My husband retired after 55+ years of doing engineering work and construction. We were having breakfast together on a weekday, a first day of him being home, a new experience for us.
“I wonder in all these years of doing engineering work and construction, you must have interesting experiences to share. Would you be willing to share a few with me?”
I have many, would be hard to choose a few.
Now, we have time, I smiled, choose any one that comes to your mind now.
Well, the first project we had in California. As you remember, we had several projects in Houston. When the Houston’s economy suffered greatly due to the oil industry collapse, all of the construction projects were impacted deeply. I remember it was during 1985-86 that many owners of the apartment complexes with low occupancy preferred to demolished construction projects, I think over 5500. It was a tragedy. We were desperately looking for options. We had a project, an apartment housing of 330 units. We had built about 100 units when the economy was impacted. We were forced to stop and the bank too over. The apartments that we were to be sold for 80 to 100,000 were sold for $18,000. There was no options for construction in Houston.
A friend of ours shared that some investors in Orange County have a 54 units apartment building looking for developers to do the project. The director came to Houston and we signed a contract in October of 1986. The blue prints were completed. My partner & I went to California and rented an apartment and started the project. Remember it was very difficult for me to be away from home with our three young children.
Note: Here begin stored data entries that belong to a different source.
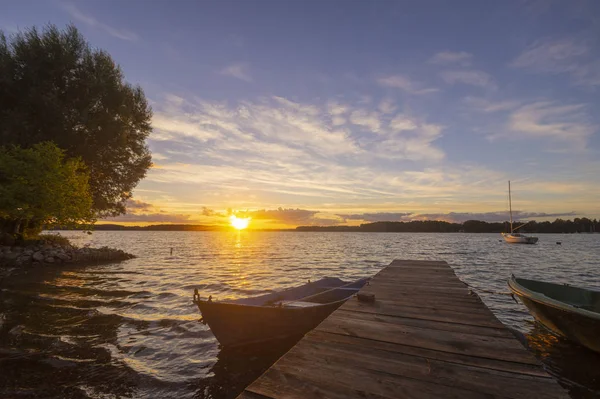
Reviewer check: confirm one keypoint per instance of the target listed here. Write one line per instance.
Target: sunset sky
(345, 112)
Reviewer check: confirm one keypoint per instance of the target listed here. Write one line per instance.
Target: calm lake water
(130, 329)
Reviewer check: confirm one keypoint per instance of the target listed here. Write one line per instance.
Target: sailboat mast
(510, 205)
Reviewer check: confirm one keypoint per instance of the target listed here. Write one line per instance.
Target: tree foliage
(55, 87)
(39, 187)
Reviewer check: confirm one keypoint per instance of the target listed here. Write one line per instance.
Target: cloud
(561, 56)
(550, 56)
(150, 218)
(452, 57)
(212, 213)
(485, 105)
(377, 217)
(469, 77)
(401, 122)
(94, 23)
(366, 119)
(411, 140)
(566, 124)
(387, 106)
(404, 83)
(136, 206)
(239, 71)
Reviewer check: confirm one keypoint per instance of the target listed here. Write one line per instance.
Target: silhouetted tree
(55, 87)
(39, 187)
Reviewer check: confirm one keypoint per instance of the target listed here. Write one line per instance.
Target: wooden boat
(569, 311)
(512, 237)
(288, 313)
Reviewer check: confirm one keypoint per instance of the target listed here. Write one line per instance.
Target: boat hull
(235, 325)
(576, 324)
(519, 239)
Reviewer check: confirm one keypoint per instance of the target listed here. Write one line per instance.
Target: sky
(346, 112)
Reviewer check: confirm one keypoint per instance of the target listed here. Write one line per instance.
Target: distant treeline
(152, 227)
(583, 225)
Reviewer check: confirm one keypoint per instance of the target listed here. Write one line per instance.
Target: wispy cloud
(565, 125)
(452, 58)
(240, 70)
(469, 77)
(568, 56)
(485, 105)
(94, 23)
(404, 83)
(376, 217)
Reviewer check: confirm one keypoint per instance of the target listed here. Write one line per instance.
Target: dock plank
(425, 336)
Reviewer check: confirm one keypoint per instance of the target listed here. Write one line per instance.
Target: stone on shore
(46, 254)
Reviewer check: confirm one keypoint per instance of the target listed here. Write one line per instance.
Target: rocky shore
(52, 254)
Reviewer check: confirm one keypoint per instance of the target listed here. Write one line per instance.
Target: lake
(130, 329)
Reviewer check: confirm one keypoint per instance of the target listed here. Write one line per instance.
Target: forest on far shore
(578, 225)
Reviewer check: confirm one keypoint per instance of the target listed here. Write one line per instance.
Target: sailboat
(512, 237)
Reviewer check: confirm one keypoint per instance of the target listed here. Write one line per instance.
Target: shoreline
(57, 254)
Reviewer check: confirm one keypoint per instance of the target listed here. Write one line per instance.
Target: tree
(39, 187)
(55, 87)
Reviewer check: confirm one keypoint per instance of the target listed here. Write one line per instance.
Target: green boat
(572, 312)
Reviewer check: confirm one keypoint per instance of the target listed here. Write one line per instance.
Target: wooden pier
(424, 336)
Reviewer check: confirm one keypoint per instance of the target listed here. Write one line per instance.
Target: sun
(239, 223)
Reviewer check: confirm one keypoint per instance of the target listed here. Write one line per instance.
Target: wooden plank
(425, 336)
(522, 368)
(445, 314)
(314, 355)
(445, 341)
(424, 321)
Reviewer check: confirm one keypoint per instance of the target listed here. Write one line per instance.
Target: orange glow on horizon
(239, 223)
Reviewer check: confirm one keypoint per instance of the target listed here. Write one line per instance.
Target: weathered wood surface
(425, 336)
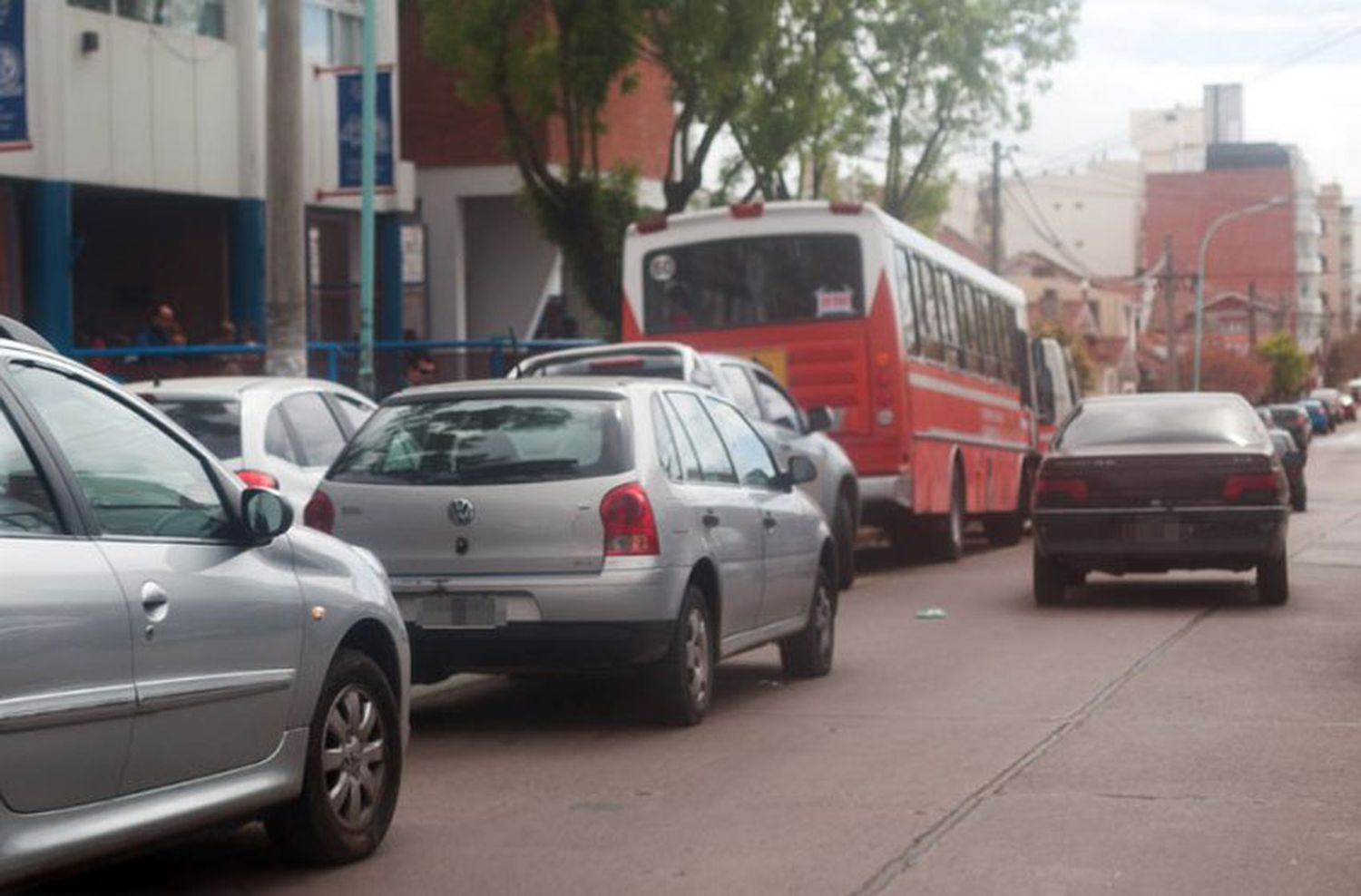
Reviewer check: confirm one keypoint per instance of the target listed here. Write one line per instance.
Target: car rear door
(67, 697)
(217, 624)
(724, 510)
(789, 528)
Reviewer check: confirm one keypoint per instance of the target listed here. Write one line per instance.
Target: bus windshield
(753, 280)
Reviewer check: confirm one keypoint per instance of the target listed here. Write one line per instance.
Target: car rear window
(217, 424)
(489, 441)
(1165, 421)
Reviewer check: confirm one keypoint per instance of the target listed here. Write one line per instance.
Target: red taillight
(255, 479)
(1268, 487)
(320, 512)
(629, 526)
(1051, 492)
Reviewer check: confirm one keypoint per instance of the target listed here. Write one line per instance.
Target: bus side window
(983, 315)
(925, 294)
(906, 305)
(1004, 336)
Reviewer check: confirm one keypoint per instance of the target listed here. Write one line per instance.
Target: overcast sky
(1157, 54)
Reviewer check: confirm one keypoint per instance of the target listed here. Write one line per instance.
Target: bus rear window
(753, 280)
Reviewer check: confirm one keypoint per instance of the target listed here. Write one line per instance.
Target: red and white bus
(922, 354)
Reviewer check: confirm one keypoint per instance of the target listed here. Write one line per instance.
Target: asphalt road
(1157, 735)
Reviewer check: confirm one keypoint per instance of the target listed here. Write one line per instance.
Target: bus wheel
(950, 540)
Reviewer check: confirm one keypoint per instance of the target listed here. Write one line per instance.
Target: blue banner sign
(350, 119)
(14, 76)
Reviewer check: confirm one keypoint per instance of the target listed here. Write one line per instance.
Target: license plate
(1156, 529)
(462, 610)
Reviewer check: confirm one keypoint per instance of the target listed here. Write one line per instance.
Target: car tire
(808, 653)
(950, 540)
(356, 735)
(1050, 580)
(844, 533)
(1274, 580)
(682, 681)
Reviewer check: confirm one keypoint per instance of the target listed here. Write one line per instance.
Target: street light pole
(369, 83)
(1199, 271)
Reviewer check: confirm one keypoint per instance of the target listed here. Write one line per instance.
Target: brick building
(1271, 256)
(490, 271)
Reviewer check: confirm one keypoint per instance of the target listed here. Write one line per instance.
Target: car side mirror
(267, 514)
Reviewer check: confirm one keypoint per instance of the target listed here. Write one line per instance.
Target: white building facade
(141, 177)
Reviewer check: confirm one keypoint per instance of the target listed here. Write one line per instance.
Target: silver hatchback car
(756, 391)
(587, 523)
(171, 654)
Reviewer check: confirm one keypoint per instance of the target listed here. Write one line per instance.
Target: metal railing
(455, 359)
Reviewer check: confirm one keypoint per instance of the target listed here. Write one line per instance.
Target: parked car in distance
(272, 432)
(1319, 416)
(174, 654)
(1290, 418)
(1293, 460)
(587, 523)
(786, 427)
(1331, 400)
(1161, 482)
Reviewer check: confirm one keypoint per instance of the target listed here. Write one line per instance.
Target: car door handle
(155, 602)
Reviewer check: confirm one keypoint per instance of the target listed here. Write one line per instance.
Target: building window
(191, 16)
(332, 32)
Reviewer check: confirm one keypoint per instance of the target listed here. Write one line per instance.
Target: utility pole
(286, 302)
(995, 209)
(1252, 317)
(367, 177)
(1170, 297)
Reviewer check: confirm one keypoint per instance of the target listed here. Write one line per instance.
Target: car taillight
(629, 526)
(320, 512)
(256, 479)
(1260, 487)
(1061, 491)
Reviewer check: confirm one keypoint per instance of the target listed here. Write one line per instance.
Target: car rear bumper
(536, 646)
(1162, 539)
(621, 616)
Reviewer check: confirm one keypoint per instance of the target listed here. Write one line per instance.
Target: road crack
(923, 843)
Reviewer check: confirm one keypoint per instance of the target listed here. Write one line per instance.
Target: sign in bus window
(753, 280)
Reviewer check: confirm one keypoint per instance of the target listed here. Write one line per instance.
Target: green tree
(803, 105)
(710, 52)
(1289, 365)
(552, 64)
(942, 70)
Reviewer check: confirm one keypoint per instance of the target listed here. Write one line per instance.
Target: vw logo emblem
(462, 511)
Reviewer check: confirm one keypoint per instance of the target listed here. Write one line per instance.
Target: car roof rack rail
(18, 332)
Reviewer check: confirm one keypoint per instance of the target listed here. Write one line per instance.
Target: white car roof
(236, 386)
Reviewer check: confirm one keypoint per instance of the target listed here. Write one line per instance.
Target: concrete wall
(1093, 212)
(154, 109)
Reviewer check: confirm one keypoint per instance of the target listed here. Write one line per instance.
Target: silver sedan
(171, 654)
(587, 523)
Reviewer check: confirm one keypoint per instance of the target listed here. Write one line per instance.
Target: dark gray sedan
(1156, 482)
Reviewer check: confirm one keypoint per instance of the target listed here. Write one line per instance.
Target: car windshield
(753, 280)
(214, 422)
(1164, 421)
(489, 441)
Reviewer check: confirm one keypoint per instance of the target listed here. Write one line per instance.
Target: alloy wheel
(353, 757)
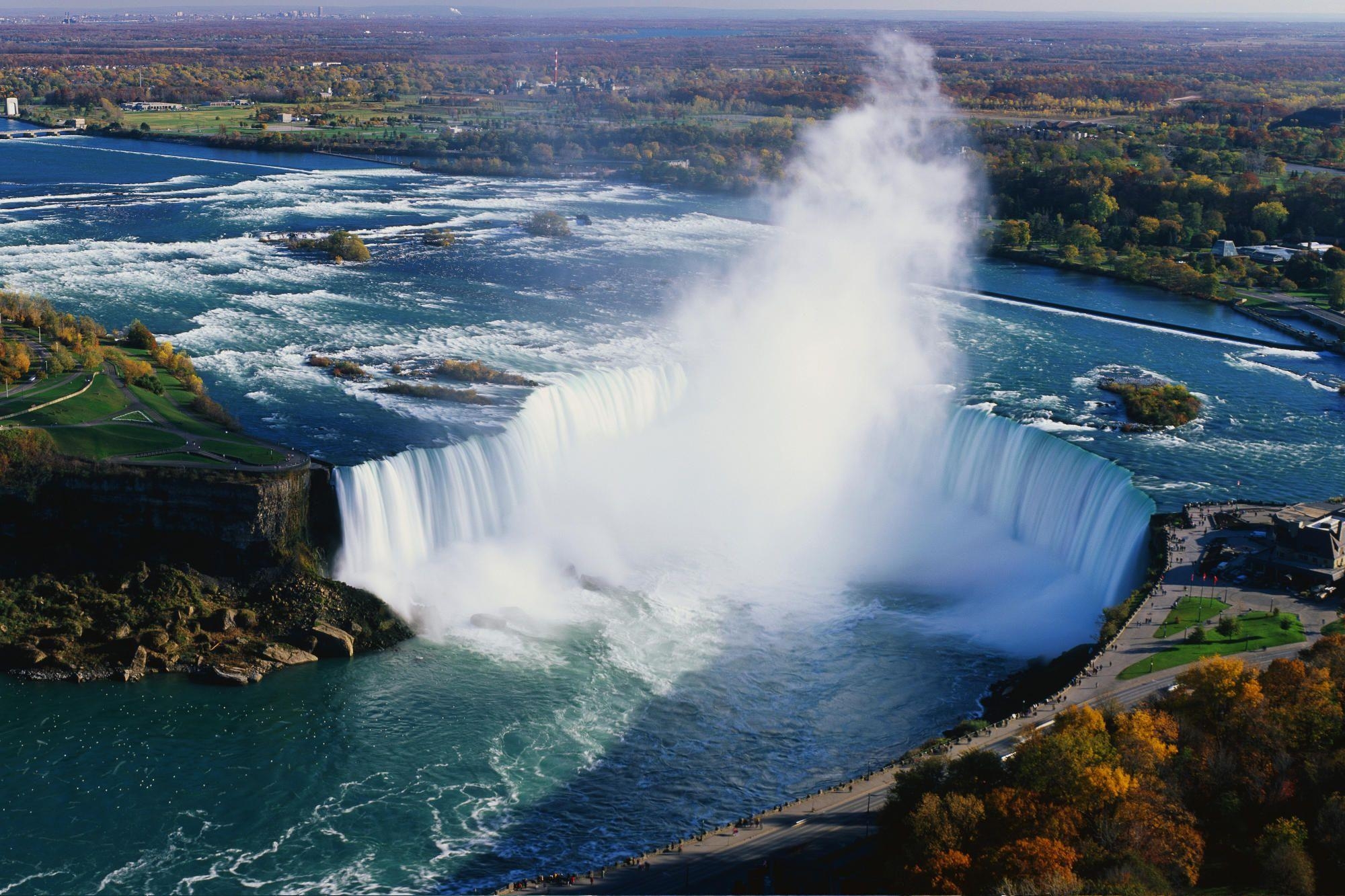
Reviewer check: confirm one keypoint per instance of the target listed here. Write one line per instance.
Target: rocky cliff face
(96, 517)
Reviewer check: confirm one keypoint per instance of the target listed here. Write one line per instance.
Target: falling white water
(802, 443)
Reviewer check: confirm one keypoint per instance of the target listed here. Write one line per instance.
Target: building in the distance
(1311, 542)
(1269, 255)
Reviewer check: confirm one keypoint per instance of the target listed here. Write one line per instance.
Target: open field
(1191, 611)
(41, 392)
(98, 416)
(1260, 630)
(102, 400)
(240, 450)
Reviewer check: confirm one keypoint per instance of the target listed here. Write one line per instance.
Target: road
(802, 836)
(1334, 321)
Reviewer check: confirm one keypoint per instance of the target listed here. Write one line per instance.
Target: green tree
(1269, 217)
(1102, 206)
(1336, 291)
(1081, 236)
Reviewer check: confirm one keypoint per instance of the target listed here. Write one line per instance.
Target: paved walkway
(813, 827)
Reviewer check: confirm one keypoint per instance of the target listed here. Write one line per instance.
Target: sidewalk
(829, 819)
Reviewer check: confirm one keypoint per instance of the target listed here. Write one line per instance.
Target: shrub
(150, 382)
(24, 452)
(477, 372)
(210, 409)
(1155, 403)
(547, 224)
(139, 337)
(438, 393)
(340, 245)
(348, 370)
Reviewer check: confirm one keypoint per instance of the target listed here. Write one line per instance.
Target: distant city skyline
(935, 9)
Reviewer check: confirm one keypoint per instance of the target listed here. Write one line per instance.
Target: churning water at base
(995, 490)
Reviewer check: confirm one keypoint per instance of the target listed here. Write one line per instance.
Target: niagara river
(661, 667)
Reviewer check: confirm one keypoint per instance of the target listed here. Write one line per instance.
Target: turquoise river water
(458, 762)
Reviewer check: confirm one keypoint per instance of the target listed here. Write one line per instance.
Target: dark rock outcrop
(330, 641)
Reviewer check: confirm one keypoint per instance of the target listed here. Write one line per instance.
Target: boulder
(159, 662)
(289, 655)
(332, 641)
(233, 673)
(54, 643)
(137, 669)
(221, 620)
(21, 655)
(154, 638)
(488, 620)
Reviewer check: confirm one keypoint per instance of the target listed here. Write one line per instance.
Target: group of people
(558, 880)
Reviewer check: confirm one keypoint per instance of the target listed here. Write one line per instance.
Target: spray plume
(800, 443)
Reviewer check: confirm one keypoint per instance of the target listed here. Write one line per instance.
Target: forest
(1234, 779)
(1141, 114)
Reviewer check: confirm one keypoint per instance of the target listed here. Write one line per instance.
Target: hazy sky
(1167, 9)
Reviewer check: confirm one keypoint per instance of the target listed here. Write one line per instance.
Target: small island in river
(143, 532)
(1152, 403)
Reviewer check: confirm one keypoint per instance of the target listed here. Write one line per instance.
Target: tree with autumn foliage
(1129, 801)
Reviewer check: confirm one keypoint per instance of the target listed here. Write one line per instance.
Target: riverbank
(1237, 303)
(810, 844)
(177, 620)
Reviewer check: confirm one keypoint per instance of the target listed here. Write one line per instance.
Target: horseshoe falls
(1077, 512)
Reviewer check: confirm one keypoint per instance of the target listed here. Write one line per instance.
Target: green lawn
(1261, 630)
(98, 443)
(245, 451)
(45, 391)
(185, 456)
(1191, 611)
(171, 408)
(103, 400)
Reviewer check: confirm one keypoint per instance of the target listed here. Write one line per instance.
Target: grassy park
(1256, 631)
(126, 399)
(1191, 611)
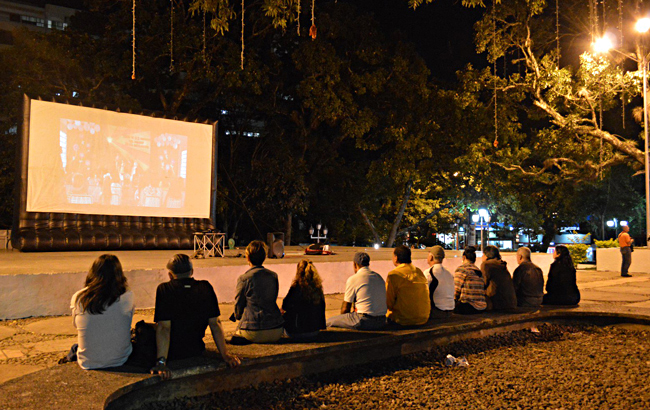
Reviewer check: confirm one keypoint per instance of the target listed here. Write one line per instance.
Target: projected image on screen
(120, 166)
(116, 163)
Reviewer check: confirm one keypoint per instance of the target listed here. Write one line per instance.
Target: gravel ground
(562, 367)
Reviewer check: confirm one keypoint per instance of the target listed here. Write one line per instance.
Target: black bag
(143, 340)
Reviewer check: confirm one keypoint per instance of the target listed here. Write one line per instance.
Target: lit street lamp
(483, 219)
(604, 45)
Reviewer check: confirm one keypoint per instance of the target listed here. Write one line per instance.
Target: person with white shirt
(364, 305)
(441, 281)
(102, 312)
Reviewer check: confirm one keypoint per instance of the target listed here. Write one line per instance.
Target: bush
(578, 253)
(610, 243)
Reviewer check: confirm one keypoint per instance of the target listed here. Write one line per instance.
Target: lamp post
(318, 237)
(603, 45)
(483, 219)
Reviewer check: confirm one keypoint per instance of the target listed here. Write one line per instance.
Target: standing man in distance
(364, 303)
(184, 308)
(528, 280)
(407, 291)
(441, 281)
(625, 242)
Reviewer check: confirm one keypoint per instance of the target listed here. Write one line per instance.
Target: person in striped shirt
(469, 285)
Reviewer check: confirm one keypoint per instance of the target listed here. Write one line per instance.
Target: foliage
(578, 253)
(609, 243)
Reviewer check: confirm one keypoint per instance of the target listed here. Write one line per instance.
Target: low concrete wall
(609, 259)
(27, 295)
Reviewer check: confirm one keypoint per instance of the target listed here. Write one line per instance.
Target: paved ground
(28, 345)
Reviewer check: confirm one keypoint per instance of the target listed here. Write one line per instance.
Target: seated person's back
(407, 291)
(500, 289)
(441, 281)
(260, 319)
(366, 292)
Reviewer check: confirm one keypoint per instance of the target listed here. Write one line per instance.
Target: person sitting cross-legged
(185, 307)
(303, 309)
(407, 291)
(441, 282)
(528, 280)
(561, 286)
(364, 303)
(256, 308)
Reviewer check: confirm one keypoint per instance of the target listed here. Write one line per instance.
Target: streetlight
(603, 45)
(318, 237)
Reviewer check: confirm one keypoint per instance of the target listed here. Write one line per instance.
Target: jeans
(626, 252)
(357, 321)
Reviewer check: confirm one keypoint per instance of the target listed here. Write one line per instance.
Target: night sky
(443, 32)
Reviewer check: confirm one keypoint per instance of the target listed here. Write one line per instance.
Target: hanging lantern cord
(133, 44)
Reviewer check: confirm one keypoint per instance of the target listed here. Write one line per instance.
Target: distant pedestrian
(528, 280)
(500, 290)
(561, 285)
(304, 306)
(469, 285)
(441, 281)
(364, 303)
(407, 291)
(625, 242)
Yes, I do remember, we had to do what we had to do. It was tough for the whole family.
My partner had a health issue and had to return to Houston. We worked hard on this project day and night. One year later, We were working on the roof. I advised the project manage and the workers before asphalt close all the rain drains to prevent asphalt going into the drains. They did. After the roof was done, we heard there was possibility of rain that night. Before leaving, I advised everyone to open all the drains before closing for the day and went to my next appointment.
That night it rained hard. It wasn’t just rain, a thunder storm and streets were blocked. It was an unusual rain for southern California. When I went to bed, I thought to myself I trust the workers had opened all the drains. With this heavy rain even if one drain is blocked, it may threat the roof collapsing. The rain became heavier. I couldn’t sleep. The thought of the roof coming down was occupying all of my mind. I got up about 1:30 am in the morning and drove to the project. I couldn’t see in front of me. The wipers were not working fast enough to be able to see where I was going. No one was there, only me, a dangerous drive. It took me a long time to get to the building. I couldn’t see well. I had to take the stairs to go to the roof on the 4th floor, no stair rails yet, no lights. With every step, I was taking a deep breath focusing all my attention on my steps. When I got to the roof, the water was to my ankle. The roof looked like a shallow pond. I don’t remember having had a flashlight with me. My glasses were wet, had nothing to wipe them with. I started checking the drains. I found three that had not been opened! To unplug them was a task I will always remember.
I got home around 4:30am that morning and when I went to bed was the time that I regularly woke up to go to the site. I will always remember that night.
Yes, I remember that night. I was insisting for you not to go fearful of having an accident. I thought you trusted the manager to do his job, yet I knew you had to go because it ultimately was your responsibility. I am grateful for your safety. You put your heart and soul in your work. I honor and respect your work ethics. I know the investors were people with dignity and integrity and became friends which makes the whole experience worth it.